As far as this Community goes, they are great and willing to help if you if something goes wrong, but there are countless places for information. Look at Gunny's signature and start there.


----------



## frankiegorams (Mar 3, 2006)

Yeah, Im taking a ton of Vicodin for my back. I am gonna play around with it at some point. I just paid a guy to do a Philips DSR704 with a 200GB hard drive for $175 shipped. Is that too much, I dont know. But for my convenience, its best for me right now. Let me know if Im getting ripped off. I will be off work for the next 6 weeks, so I will get to try it with my DVR40 at some point. 

By the way, Directv offered to send me a replacement DVR. I picked the R10 over the R15. Is that a good move, and give your reasons why or why not?


----------



## ttodd1 (Nov 6, 2003)

frankiegorams said:


> I just paid a guy to do a Philips DSR704 with a 200GB hard drive for $175 shipped. Is that too much, I dont know.


Don't know about paying too much, but depending what hacks may or maynot be on that box you may have just participated in an illegal act with copyrighted software.


----------



## WillowTheDog (Oct 14, 2003)

My 2 cents ...

The zipper is really easy. If you're comfortable swapping hard drives in a PC, then running the zipper is no problem. No linux or programming knowledge is required. Getting wireless to work is relatively easy too, but you must make sure you buy a compatable wireless adapter. There are only a couple possibilities and they're not made anymore, so you gotta go eBay, most likely.

I zippered 2 drives, one wired, one wireless. Spent a total of $5 and took a total of about 1.5 hours. Finally, getting shows from your Tivo to your PC is called Extraction and is a forbidden topic on these boards. Do a google search and you can find info on how to do it.

The R10 is a Tivo-based DVR, the R15 is not. And neither can be hacked using the zipper.


----------



## frankiegorams (Mar 3, 2006)

I dont think there were any enhancements to the software. And isnt the Zipper an illegal act if you bought one of those off of ebay? Im kinda fuzzy on this, so help me clear it up. MRV, MHO were the only things that were different.....besides the fact it was upgraded to 250GB.


----------



## frankiegorams (Mar 3, 2006)

I REALLY wish somebody would let me know if this is on the up and up. If it is, Im gonna cancel the payment and not go through with the transaction. I dont like breaking the rules. And I respect technology enough to let it happen without playing God.


----------



## ttodd1 (Nov 6, 2003)

frankiegorams said:


> I dont think there were any enhancements to the software. And isnt the Zipper an illegal act if you bought one of those off of ebay? Im kinda fuzzy on this, so help me clear it up. MRV, MHO were the only things that were different.....besides the fact it was upgraded to 250GB.

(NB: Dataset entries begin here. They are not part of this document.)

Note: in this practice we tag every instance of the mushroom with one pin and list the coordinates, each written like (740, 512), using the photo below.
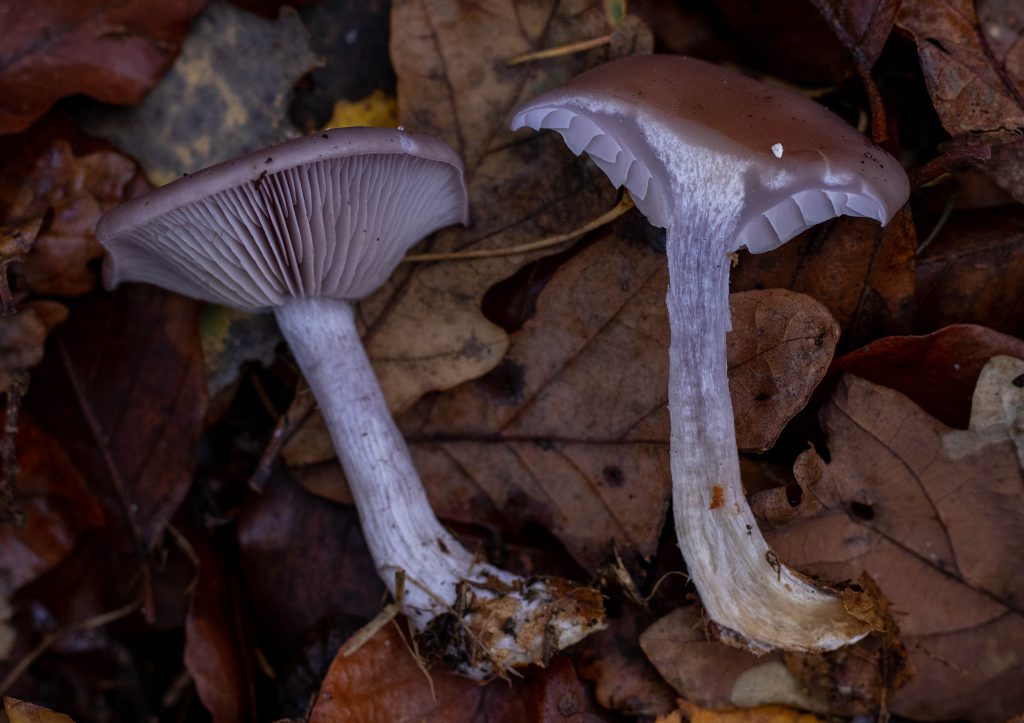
(305, 228)
(722, 162)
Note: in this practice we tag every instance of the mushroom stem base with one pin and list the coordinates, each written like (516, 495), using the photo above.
(742, 585)
(477, 618)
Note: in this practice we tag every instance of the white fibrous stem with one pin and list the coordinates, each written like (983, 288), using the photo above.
(477, 618)
(745, 590)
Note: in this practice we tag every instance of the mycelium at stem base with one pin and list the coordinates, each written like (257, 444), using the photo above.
(479, 619)
(757, 601)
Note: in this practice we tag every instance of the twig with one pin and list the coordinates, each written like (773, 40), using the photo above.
(49, 639)
(11, 511)
(560, 50)
(622, 207)
(953, 160)
(289, 423)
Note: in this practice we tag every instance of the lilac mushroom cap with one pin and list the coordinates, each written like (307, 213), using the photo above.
(304, 228)
(327, 215)
(723, 162)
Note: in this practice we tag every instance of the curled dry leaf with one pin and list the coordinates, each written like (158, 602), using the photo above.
(24, 334)
(211, 107)
(571, 429)
(382, 681)
(780, 347)
(23, 712)
(125, 394)
(938, 371)
(113, 51)
(861, 272)
(973, 271)
(58, 506)
(78, 189)
(936, 516)
(425, 330)
(973, 62)
(216, 651)
(712, 674)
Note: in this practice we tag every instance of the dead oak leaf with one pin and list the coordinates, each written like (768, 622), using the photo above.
(125, 393)
(212, 105)
(23, 712)
(571, 428)
(938, 523)
(425, 330)
(862, 272)
(113, 51)
(973, 62)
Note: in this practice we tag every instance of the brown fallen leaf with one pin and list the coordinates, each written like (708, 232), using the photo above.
(23, 712)
(861, 272)
(780, 347)
(304, 560)
(712, 674)
(973, 60)
(113, 51)
(382, 682)
(762, 714)
(571, 429)
(216, 651)
(624, 680)
(973, 272)
(938, 371)
(938, 524)
(124, 392)
(425, 330)
(210, 108)
(77, 188)
(24, 334)
(58, 506)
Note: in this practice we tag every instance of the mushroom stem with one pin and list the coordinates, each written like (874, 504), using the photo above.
(742, 585)
(480, 619)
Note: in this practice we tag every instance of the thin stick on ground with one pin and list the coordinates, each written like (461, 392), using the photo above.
(622, 207)
(11, 511)
(49, 639)
(567, 49)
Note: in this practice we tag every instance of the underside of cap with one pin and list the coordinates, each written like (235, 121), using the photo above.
(644, 118)
(325, 216)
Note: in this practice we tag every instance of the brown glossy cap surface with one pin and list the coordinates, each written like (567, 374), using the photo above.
(330, 214)
(643, 119)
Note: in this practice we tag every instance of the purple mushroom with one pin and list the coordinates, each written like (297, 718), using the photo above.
(723, 162)
(304, 229)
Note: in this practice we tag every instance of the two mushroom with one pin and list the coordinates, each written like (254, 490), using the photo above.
(307, 227)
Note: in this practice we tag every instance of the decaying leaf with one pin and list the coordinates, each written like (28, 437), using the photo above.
(973, 272)
(973, 62)
(382, 681)
(762, 714)
(215, 651)
(113, 51)
(226, 94)
(58, 508)
(938, 371)
(23, 712)
(938, 523)
(712, 674)
(861, 272)
(780, 347)
(425, 330)
(126, 397)
(624, 680)
(571, 429)
(77, 188)
(23, 336)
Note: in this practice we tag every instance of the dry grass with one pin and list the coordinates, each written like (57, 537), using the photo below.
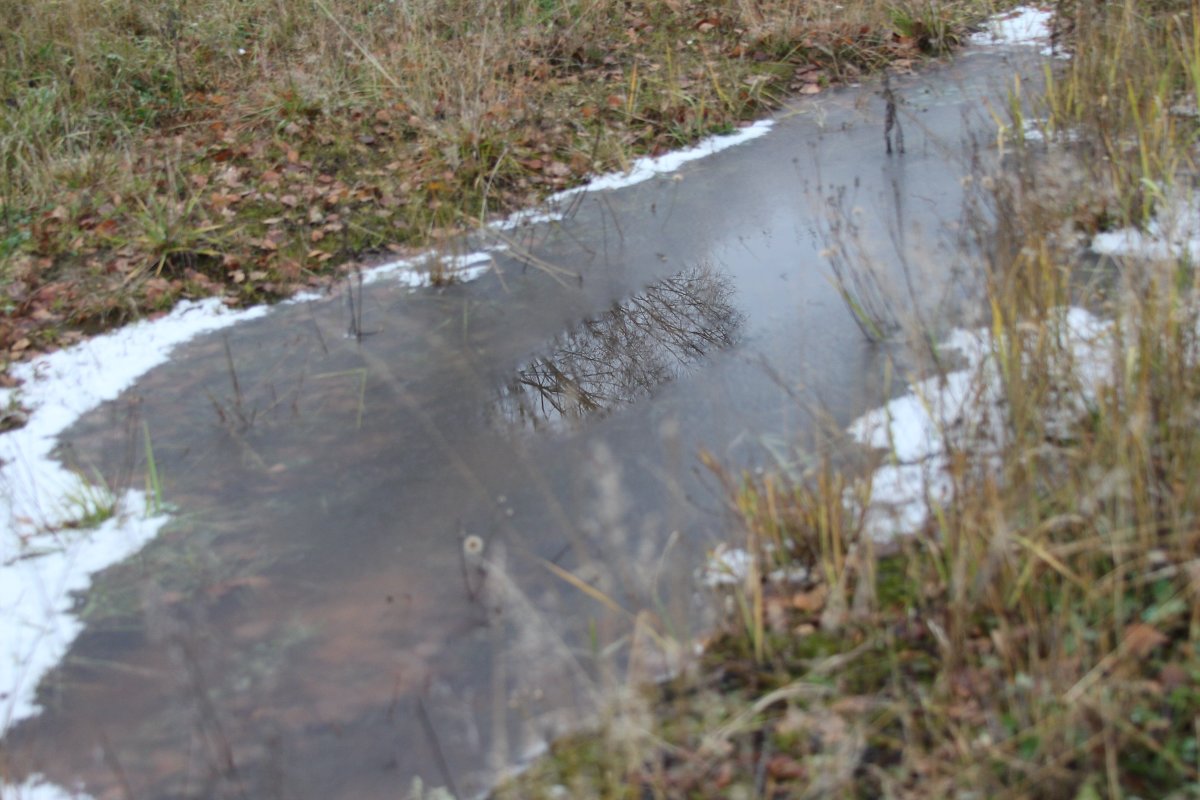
(1037, 637)
(167, 149)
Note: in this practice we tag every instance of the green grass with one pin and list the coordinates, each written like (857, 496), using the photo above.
(1039, 636)
(249, 148)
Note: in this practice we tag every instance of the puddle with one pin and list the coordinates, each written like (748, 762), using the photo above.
(622, 355)
(309, 623)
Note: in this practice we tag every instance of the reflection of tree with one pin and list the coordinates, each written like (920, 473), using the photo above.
(619, 356)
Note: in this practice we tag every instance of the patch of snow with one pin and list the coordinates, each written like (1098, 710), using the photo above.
(415, 272)
(730, 566)
(641, 170)
(1021, 25)
(37, 788)
(964, 410)
(40, 570)
(42, 565)
(1173, 233)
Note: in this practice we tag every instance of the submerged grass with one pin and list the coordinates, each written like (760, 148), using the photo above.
(1038, 636)
(166, 149)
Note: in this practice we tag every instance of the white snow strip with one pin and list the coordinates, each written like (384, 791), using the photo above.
(1023, 25)
(41, 566)
(37, 788)
(641, 170)
(964, 410)
(41, 569)
(1173, 233)
(420, 271)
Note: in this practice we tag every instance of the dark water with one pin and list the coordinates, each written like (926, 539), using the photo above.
(310, 626)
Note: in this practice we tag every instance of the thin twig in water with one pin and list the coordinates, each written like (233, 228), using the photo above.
(436, 745)
(891, 120)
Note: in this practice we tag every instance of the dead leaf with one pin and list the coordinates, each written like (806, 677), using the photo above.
(1141, 639)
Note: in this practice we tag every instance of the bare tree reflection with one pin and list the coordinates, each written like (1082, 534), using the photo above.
(623, 354)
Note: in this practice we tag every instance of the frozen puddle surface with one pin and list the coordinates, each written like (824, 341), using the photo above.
(306, 621)
(45, 559)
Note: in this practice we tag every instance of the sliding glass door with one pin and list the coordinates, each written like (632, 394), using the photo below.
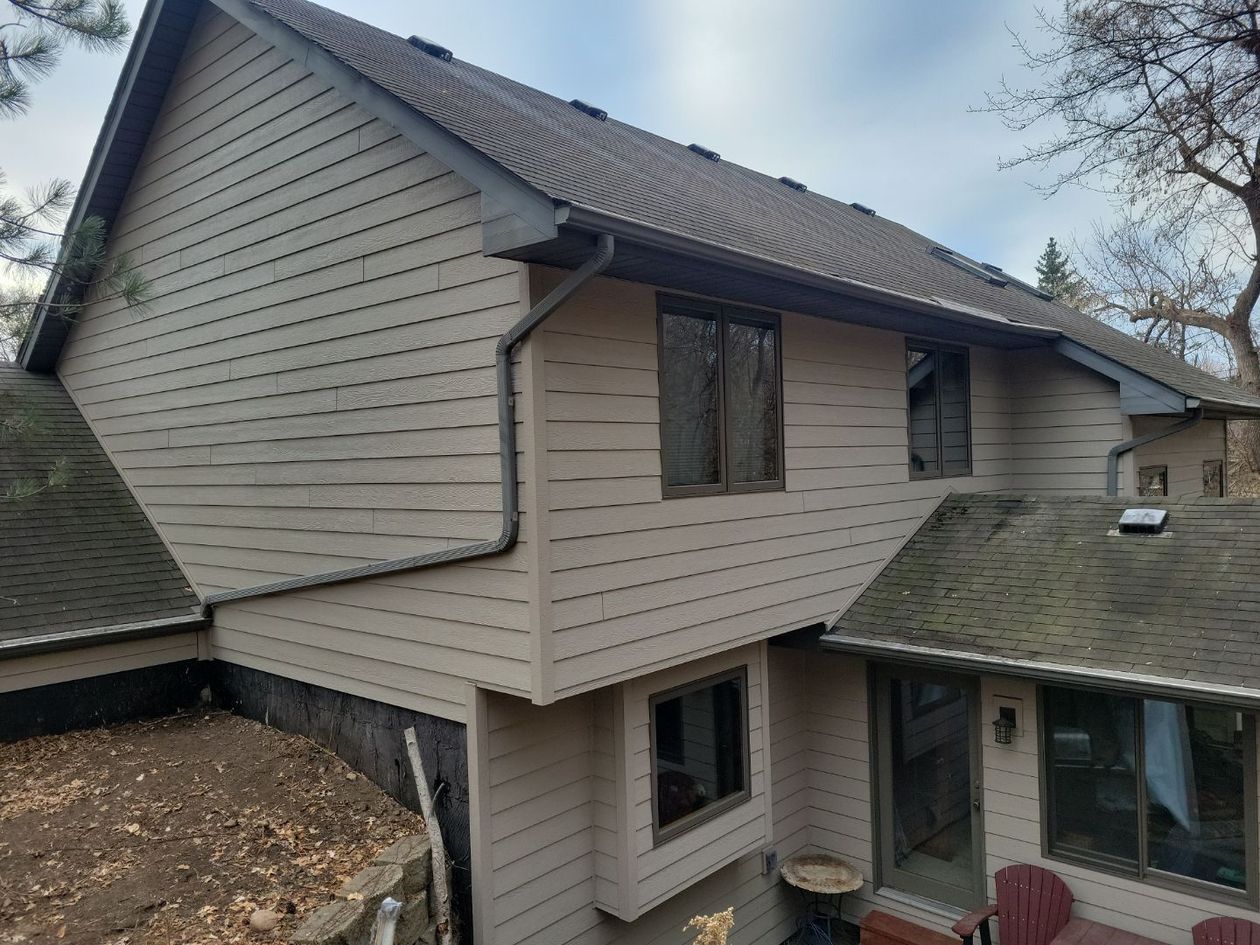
(927, 785)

If all you paid for was a unit with a bigger HD and the standard OS then no - nothing illegal. If you got a unit that had the hacks that are used to enable MRV, etc then yes - because some of the software used to enable those hacks are copyrighted.

No the Zipper in of itself is not illegal (you must download the pieces of software yourself they are not included in the Zipper - or the ones included had the permission of the author(s)) but if someone uses the Zipper on unit(s) then the samething above because you still are using copyrighted software.


----------



## frankiegorams (Mar 3, 2006)

Thanks a bunch.


----------



## frankiegorams (Mar 3, 2006)

transaction cancelled, money refunded, situation avoided. thanks for the heads up.


----------



## Gunnyman (Jul 10, 2003)

was someone selling a zippered tivo on ebay?
please PM me the username/auction number.
Thanks


----------



## frankiegorams (Mar 3, 2006)

No Zipper, just all the other tools. Im pretty sure it wasnt zippered. How would I find out?


----------



## frankiegorams (Mar 3, 2006)

Also, it was a private auction number, so I dont even have that.


----------



## Gunnyman (Jul 10, 2003)

you wouldn't know unless the seller tells you.
Thanks for the info though.


----------